Beverly contrastou dois tipos de trabalhadores: o politizado e o Polyani – uma referência à obra de Karl Polyani, que teorizou, entre outros aspectos, a apropriação da terra, sociedade e trabalho feita pelo sistema econômico. Este tipo de trabalhador submete-se às diretrizes de instâncias maiores (o governo, por exemplo), sendo por elas incorporado. Abre-se, assim, caminho para a ascensão de regimes autoritários. Faz-se necessária a conscientização da classe trabalhadora, para evitar a consolidação Polyani.
Carlos Martins apresentou uma perspectiva maior na esfera ideológica. O Liberalismo, doutrina que sustenta o Capitalismo, encontra-se em decadência – em parte, por algumas contradições do sistema, como a que se refere à qualificação do trabalhador e ao desemprego crescente. Tal fato deixará lacunas nesse plano. Restará à esquerda agir com destreza para preenchê-las adequadamente.
China: Socialismo de Mercado
O modelo econômico chinês gerou polêmica entre os debatedores. Carlos Martins defendeu alguns de seus aspectos e tomou-os como exemplos, enquanto Ricardo Antunes e Álvaro Comin criticaram certos pontos.
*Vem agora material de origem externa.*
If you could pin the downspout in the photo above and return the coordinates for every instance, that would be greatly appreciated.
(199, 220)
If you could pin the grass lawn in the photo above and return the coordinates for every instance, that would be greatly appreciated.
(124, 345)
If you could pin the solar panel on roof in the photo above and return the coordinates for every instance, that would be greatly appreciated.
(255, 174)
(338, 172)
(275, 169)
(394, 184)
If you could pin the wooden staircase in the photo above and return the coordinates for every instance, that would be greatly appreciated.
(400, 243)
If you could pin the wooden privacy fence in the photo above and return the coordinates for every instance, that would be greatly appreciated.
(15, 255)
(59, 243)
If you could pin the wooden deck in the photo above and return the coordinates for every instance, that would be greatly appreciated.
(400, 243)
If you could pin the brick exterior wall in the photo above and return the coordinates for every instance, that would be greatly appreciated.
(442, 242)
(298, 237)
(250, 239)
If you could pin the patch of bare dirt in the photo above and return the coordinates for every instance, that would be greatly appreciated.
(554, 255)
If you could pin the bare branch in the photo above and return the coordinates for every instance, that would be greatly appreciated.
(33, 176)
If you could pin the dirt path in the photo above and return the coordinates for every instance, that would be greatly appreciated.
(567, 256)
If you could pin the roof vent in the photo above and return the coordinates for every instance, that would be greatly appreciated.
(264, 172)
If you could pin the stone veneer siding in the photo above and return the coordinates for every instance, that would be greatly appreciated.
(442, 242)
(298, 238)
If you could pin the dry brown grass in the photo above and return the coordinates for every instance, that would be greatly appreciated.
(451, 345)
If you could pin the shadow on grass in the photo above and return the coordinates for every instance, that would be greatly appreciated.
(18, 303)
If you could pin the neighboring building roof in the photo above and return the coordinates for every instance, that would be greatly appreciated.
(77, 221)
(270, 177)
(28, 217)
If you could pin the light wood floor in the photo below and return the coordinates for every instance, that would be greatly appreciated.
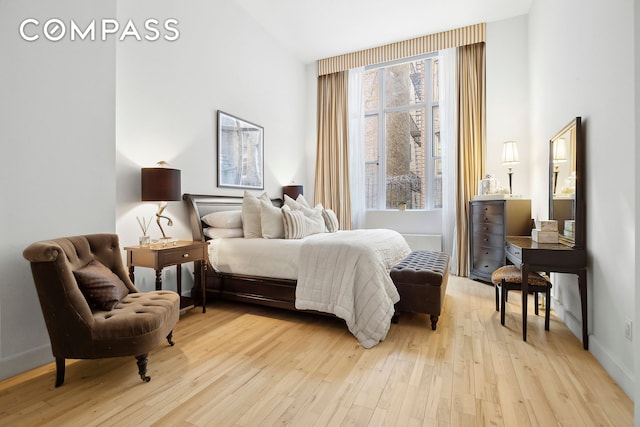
(242, 365)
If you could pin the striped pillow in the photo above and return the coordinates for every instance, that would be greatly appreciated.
(294, 223)
(330, 220)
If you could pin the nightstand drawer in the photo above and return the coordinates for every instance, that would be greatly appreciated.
(180, 255)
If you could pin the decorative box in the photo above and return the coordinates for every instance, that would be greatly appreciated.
(544, 236)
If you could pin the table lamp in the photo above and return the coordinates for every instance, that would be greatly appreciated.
(161, 184)
(293, 190)
(559, 156)
(510, 157)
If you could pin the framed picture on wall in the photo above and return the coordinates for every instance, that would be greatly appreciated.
(240, 153)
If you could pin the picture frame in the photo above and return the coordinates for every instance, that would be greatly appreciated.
(240, 153)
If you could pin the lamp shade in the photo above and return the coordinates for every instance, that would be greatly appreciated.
(293, 190)
(160, 185)
(510, 153)
(560, 150)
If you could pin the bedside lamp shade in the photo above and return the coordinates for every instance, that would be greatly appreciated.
(293, 190)
(510, 157)
(510, 153)
(161, 185)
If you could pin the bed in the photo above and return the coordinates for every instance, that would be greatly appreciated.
(296, 267)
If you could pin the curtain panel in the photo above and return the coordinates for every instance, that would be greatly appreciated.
(332, 157)
(404, 49)
(471, 143)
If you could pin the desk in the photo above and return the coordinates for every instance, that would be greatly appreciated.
(157, 256)
(549, 257)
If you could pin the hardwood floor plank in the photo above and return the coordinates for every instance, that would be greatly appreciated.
(244, 365)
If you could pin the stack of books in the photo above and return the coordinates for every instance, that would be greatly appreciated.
(545, 232)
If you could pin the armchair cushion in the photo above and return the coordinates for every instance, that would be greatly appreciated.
(101, 287)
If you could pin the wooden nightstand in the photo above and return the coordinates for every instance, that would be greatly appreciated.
(158, 256)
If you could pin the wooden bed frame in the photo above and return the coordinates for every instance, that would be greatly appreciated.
(267, 291)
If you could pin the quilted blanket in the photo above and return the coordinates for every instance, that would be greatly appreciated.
(347, 274)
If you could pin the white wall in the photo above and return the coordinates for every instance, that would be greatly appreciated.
(508, 101)
(582, 64)
(57, 121)
(167, 98)
(636, 319)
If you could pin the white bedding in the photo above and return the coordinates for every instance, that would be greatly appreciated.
(347, 274)
(344, 273)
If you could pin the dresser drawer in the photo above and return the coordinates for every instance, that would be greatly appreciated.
(486, 268)
(489, 228)
(488, 240)
(180, 255)
(484, 255)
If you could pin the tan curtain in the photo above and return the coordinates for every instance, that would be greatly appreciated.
(332, 157)
(404, 49)
(471, 142)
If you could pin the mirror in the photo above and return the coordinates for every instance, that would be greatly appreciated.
(566, 183)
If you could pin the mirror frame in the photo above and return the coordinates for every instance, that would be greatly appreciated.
(579, 207)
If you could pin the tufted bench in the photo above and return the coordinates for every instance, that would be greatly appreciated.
(421, 280)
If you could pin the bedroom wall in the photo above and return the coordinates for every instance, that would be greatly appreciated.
(167, 98)
(582, 64)
(57, 121)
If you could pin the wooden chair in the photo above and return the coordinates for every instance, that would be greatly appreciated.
(90, 306)
(509, 278)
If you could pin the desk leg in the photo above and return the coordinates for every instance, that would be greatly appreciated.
(203, 281)
(582, 283)
(159, 279)
(179, 280)
(525, 298)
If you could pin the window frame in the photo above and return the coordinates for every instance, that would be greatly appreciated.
(428, 105)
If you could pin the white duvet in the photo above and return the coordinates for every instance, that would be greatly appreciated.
(347, 274)
(344, 273)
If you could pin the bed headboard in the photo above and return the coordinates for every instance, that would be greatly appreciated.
(199, 205)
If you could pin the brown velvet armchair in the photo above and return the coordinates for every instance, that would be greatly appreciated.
(90, 306)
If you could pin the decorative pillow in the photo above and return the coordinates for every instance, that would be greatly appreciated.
(251, 221)
(299, 203)
(294, 223)
(314, 222)
(222, 233)
(271, 221)
(101, 287)
(330, 220)
(224, 219)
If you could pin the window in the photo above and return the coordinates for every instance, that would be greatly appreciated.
(402, 134)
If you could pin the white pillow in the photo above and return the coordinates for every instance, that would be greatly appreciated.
(330, 220)
(222, 233)
(298, 225)
(314, 220)
(251, 221)
(271, 221)
(296, 204)
(224, 219)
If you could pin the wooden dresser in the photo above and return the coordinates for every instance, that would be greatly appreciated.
(490, 221)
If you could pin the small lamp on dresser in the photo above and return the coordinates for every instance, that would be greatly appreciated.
(292, 190)
(510, 157)
(161, 184)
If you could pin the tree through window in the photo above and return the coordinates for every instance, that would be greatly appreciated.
(402, 134)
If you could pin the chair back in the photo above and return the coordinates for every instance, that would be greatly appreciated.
(67, 314)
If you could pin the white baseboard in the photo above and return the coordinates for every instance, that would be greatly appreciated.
(23, 362)
(610, 364)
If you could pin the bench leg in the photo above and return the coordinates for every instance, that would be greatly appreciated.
(434, 322)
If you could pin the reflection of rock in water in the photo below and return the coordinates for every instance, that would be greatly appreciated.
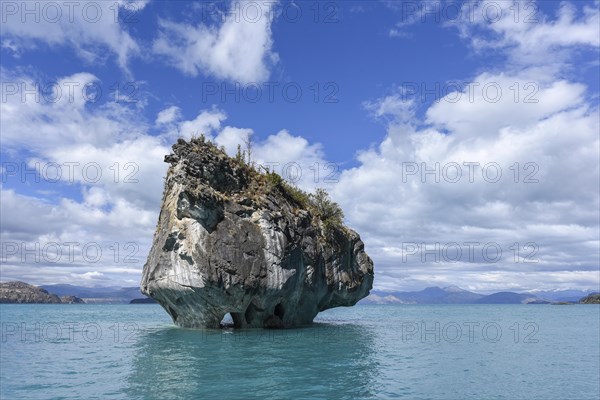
(233, 240)
(324, 361)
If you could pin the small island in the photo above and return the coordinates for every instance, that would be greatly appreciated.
(17, 292)
(232, 238)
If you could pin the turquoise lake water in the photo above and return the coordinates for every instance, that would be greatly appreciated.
(396, 351)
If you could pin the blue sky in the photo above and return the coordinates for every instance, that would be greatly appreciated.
(386, 87)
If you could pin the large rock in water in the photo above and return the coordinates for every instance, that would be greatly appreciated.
(232, 240)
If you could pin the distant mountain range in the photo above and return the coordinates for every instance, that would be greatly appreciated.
(430, 295)
(456, 295)
(97, 295)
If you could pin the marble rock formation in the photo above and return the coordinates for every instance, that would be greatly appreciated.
(231, 239)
O “Socialismo de Mercado” desponta como alternativa aos modelos de acumulação de riqueza dos países capitalistas centrais e dos países periféricos. Estes se baseiam na exploração da mão-de-obra e privatização dos lucros, características acentuadas nas nações subdesenvolvidas.
Segundo Martins, os pontos positivos do modelo são a transferência de lucros para a população – representada pelo Estado – e a qualificação da mão-de-obra, decorrente dos investimentos em educação, constituindo um fator de atração de empresas estrangeiras. Ele não considera a superexploração do trabalho característica do modelo.
Antunes alega que o “Socialismo de Mercado” assemelha-se a uma “transição que travou”, e sinaliza para um regresso ao Capitalismo. Comin destaca que o país asiático não é democrático, e que por isso é difícil tomá-lo por base em comparações. Além disso, lembra a desigualdade que pode originar-se das medidas capitalistas e os movimentos políticos que as mudanças no sistema podem implicar.
Martins recorda que, mesmo com tais riscos, a China destaca-se por sua independência da principal potência mundial, os Estados Unidos. Com isso, atua diretamente em uma das frentes de luta do modelo econômico contemporâneo: a que opõe a periferia do sistema ao centro.